Intussen worden de langetermijnvoordelen van circulaire bouwmaterialen, methoden en financiering, biobased materialen, biofilisch ontwerp en biomimicry bij het bouwen meer en meer duidelijk en verder in kaart gebracht. De impact op gezondheid en milieu door landgebruik, het verlies aan biodiversiteit, hitte-effecten, het gebruik van schadelijke stoffen, vervuiling bij afbraak en bouwprocessen worden mee in rekening genomen. Ook de werkomstandigheden in de bouw van – al dan niet gedetacheerde - arbeiders bij ons tewerkgesteld, kunnen tot gevaarlijke en onrechtvaardige situaties leiden. De natuur als levend systeem is de leermeester voor ingenieuze oplossingen.
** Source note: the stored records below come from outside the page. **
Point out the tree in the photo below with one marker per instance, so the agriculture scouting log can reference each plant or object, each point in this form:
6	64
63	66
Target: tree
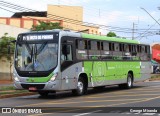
46	26
5	41
111	34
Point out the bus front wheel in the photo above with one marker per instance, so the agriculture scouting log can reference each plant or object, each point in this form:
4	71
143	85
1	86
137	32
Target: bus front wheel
81	87
129	83
43	93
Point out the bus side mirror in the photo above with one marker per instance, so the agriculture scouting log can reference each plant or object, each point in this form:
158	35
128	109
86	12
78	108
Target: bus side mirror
65	49
9	49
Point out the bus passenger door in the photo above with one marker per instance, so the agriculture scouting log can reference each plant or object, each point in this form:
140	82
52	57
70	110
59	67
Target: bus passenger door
67	67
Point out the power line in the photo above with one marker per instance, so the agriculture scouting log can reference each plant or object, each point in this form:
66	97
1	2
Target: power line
72	21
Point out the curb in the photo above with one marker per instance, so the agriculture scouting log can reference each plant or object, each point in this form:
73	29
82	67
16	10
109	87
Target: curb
16	95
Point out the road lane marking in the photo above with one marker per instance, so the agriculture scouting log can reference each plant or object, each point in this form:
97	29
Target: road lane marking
94	101
115	104
59	101
84	97
133	102
125	95
149	114
82	114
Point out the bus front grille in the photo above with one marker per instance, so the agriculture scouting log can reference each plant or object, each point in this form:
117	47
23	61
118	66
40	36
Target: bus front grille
38	86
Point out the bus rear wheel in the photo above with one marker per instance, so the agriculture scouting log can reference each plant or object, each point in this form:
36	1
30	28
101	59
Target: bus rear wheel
43	93
81	87
129	83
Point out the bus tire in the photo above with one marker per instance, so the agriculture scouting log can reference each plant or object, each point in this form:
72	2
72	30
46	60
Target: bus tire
43	93
81	87
129	83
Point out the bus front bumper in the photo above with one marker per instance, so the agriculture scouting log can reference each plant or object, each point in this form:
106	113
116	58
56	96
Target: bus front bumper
49	86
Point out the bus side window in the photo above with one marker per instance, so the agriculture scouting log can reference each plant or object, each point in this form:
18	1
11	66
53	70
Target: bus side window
66	53
81	49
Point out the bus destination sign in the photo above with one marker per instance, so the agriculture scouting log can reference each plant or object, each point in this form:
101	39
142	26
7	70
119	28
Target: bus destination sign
37	37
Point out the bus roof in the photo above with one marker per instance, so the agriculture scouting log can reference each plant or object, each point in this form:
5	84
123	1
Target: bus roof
114	39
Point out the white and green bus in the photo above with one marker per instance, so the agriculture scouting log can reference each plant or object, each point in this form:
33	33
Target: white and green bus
58	60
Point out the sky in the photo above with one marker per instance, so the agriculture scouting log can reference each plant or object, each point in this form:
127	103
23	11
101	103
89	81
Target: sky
117	15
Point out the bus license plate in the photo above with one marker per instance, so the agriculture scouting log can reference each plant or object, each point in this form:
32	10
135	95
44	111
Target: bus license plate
32	88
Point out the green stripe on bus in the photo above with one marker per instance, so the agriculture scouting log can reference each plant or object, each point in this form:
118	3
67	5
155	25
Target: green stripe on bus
114	39
111	70
39	79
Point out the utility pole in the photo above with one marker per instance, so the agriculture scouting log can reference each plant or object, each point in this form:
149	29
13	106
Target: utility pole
150	15
133	32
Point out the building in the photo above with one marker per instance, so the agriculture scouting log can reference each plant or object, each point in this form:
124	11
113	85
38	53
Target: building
69	17
156	52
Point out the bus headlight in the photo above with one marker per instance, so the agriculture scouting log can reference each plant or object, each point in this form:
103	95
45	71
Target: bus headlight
54	77
16	79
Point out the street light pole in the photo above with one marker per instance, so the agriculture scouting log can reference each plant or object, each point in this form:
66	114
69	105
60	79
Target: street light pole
150	15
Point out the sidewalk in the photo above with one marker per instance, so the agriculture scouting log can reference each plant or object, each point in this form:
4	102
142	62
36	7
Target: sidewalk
6	83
Natuur hanteert de basisprincipes van zonne-energie, vorm volgt functie, afval is grondstof, is gebaseerd op lokale inzichten, rekent af met verspilling, zorgt voor regulering en zet in op samenwerking en diversiteit.

Architecten dragen een maatschappelijke verantwoordelijkheid bij het uitvoeren van hun activiteiten. De bouwheer bewust maken van de voordelen van milieuvriendelijke keuzes en ernaar ontwerpen is hier één van. De architect speelt dus een belangrijke rol in de transitie naar regeneratief bouwen.

Ik zie mezelf niet als een klimaat- of milieuactivist. Activisme heeft voor mij vaak iets radicaals, iets dat de neiging heeft om de dingen zwartwit te zien, conflicten te creëren waardoor het ook verdelend kan werken. Ik wil daarom veeleer pleiten voor positieve actie die mensen inspireert om een deel van de oplossing te worden, eerder dan zich te distantiëren van het probleem. Laten we dus vooral ook veilige ruimtes creëren die mensen kunnen helpen om los te komen van oude, conservatieve denkpatronen en aanzetten tot creativiteit en goesting om te bouwen aan een betere en gezondere wereld. En laten we daarbij het oordeel uit ons spreken houden.   

Let’s build a better future, together.  En laat ons vooral niet wachten totdat dit in regelgeving opgenomen is. Het groeiend bewustzijn bij de bevolking stemt me hoopvol. Er is nu nood aan een systeemswitch.